Volume 18, Number 3, September, 2000

Nobody's Safe

By Richard Steinberg

Bantam, 1999
Reviewed by Joseph Martino
September 2000

The main character in this book, Greg, is a career criminal—specifically, a "yegg," a safecracker. He specializes in robbing the residences of rich people, using his skills to disable burglar alarms and safes. As the story opens, he is in the process of robbing a penthouse apartment. He inadvertently witnesses a brutal murder. From then on he is on the run from both the police and whoever is behind the murder. The story is his efforts to track down the latter.

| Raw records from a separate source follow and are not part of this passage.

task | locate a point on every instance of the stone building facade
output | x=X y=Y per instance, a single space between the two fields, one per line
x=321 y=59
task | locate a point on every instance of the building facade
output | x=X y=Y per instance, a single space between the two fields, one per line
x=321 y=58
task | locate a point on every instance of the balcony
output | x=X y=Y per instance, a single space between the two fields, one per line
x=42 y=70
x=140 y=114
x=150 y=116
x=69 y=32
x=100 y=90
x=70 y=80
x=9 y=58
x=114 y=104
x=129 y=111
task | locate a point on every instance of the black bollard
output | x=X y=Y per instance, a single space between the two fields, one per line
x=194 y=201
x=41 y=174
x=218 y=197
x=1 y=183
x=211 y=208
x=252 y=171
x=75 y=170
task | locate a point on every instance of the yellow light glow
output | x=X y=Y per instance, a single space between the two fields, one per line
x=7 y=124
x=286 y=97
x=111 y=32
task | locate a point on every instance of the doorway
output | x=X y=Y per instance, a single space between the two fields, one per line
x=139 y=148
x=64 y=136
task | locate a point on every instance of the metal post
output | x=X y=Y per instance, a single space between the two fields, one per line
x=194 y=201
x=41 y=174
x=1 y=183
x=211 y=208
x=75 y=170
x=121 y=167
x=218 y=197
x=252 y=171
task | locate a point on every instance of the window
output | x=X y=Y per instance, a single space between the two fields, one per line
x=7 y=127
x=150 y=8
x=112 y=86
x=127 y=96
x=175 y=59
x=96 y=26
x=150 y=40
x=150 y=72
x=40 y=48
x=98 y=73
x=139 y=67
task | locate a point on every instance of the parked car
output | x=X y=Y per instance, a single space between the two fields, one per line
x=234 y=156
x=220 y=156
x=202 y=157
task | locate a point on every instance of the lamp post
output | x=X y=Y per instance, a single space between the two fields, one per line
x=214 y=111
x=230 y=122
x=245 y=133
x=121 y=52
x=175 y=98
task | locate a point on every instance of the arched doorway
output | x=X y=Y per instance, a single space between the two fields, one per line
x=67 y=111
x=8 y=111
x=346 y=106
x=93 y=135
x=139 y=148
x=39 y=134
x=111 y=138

The trail leads him to a 50-year old government coverup, and eventually to Area 51. Along the way he witnesses several other murders that are part of the coverup, makes a truce with the Mafia, collects a gang of Gypsies (Romany) to help him, joins a group of UFO buffs, allies himself with a woman TV reporter who is on the run from the same group that has been murdering others as part of the coverup, and provides evidence that makes a difference in a Presidential elation. With a cast of characters like that, the action is hectic.

The title is of course a double entendre, given the occupation of the main character. In addition, the author strews some clues throughout the story, including the names "Joe and Max Gray" as somehow being part of the mystery. At one point the main character is traveling under the pseudonym "James Valentine," a play on a fictional character of several decades ago, Jimmy Valentine, the Gentleman Safe Cracker.

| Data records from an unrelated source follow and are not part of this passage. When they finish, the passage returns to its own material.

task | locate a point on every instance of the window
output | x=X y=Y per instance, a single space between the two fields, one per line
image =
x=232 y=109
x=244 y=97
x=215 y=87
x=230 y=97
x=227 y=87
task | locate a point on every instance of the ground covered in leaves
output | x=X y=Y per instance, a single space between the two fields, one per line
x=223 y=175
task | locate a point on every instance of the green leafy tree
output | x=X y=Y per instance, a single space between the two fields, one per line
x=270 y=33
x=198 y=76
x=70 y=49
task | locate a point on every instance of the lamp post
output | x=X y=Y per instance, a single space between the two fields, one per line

The libertarian elements are definitely there—the government is not to be trusted, and will kill to keep secrets—but they're not simply window-dressing. The government agents involved are not cardboard characters, but people who think they're the heros, not the villains.

The story is really action-packed and moves fast. My only problem in suspending disbelief was the electronic gadgetry. Greg uses to penetrate burglar alarms. I hold a master's degree in electrical engineering. So far as I could tell, the author's description of thee devices was simply hand-waving and smoke-blowing. He might as well have had Greg cast a spell on the alarms he was disabling. However, I'm not a specialist in burglar alarms. There might even be some validity to the descriptions. In any case, this didn't spoil the story for me. I thoroughly enjoyed it, and would look forward to a sequel to wrap up the loose ends.